= Duoda Women's Research Centre =

The Duoda Women's Research Centre is an interdisciplinary research center internationally recognized for research, teaching and publications.

The center is on located at Edifici Florensa, a building in the Campus Diagonal Sur of the University of Barcelona.

== History ==
The name Duoda was taken from a ninth-century Barcelona countess, Dhuoda, famous for the education manual Liber Manualis she wrote for her sons, who were taken from her. Duoda began as a Centre for Historical Research on Women in 1982, founded by women lecturers and students at the university who wanted to have a women's space within it.

In 1991 it took on the name of Duoda and over time evolved from its historical focus to one encompassing an interdisciplinary scope. It started to offer an MA programme in Women's Studies in 1998 and an Online MA in the Studies of Sexual Difference in 2000. These two programmes, after the Bologna agreement, were merged into one programme that can be followed in different forms.

== Sexual differences as thought and politics ==
In Spain, Duoda has been central to the introduction of the thinking and politics of sexual differences undertaken by two important and inter-related Italian groups, the Milan Women's Bookstore Collective and Diotima, the Women's Philosophical Community at the University of Verona.

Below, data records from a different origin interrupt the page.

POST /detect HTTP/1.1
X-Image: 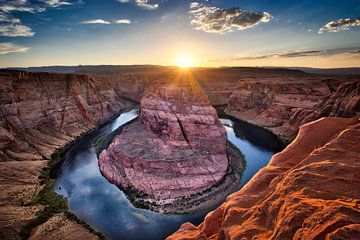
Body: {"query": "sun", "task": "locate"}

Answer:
[176,53,195,68]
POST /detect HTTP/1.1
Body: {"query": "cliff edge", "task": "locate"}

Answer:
[167,118,360,240]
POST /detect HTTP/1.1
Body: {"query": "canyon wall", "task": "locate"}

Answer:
[0,71,125,239]
[225,76,360,142]
[167,117,360,240]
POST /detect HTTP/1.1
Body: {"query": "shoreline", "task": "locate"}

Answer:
[19,100,136,239]
[95,131,246,214]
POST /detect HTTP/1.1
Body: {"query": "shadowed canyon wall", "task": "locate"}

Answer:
[0,72,125,239]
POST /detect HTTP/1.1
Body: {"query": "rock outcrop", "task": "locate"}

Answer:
[167,118,360,240]
[0,71,125,239]
[225,76,360,142]
[99,81,228,211]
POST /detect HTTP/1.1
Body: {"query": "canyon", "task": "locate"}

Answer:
[99,79,235,212]
[0,71,125,239]
[0,66,360,239]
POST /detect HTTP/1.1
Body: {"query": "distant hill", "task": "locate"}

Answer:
[3,65,360,75]
[288,67,360,75]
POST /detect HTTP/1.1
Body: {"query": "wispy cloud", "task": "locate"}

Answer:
[0,42,30,55]
[81,18,111,24]
[0,0,82,37]
[115,19,131,24]
[213,48,360,62]
[117,0,159,10]
[189,2,272,34]
[0,12,35,37]
[319,17,360,33]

The work and evolution of these two groups was explained in their book, No credere di avere dei diriti, translated into English as,

The thinking and politics of sexual differences emerged in the late 1960s - in part triggered by Luce Irigaray. Her thesis, Speculum, posed a critique of western cultural and philosophical structures and beliefs. She proposed moving beyond equality towards wider freedoms.

The Italian groups and Duoda are committed to exploring politics rooted in sexual differences. They have worked on topics such as affidamento, the politics of desire, female authority (as opposed to power), and the politics of setting out from the self.

Lisa Muraro authored The Symbolic Order of the Mother. It emphasizes the relationships between women, on giving them significance and on language. It is grounded in the need to think through sexual differences. It enabled a different kind of perception of politics to develop among those who find sense in it.

== Virtual library ==
Duoda recently created a virtual library, to hold texts and documents in various languages. Currently the texts are available in Spanish and Catalan.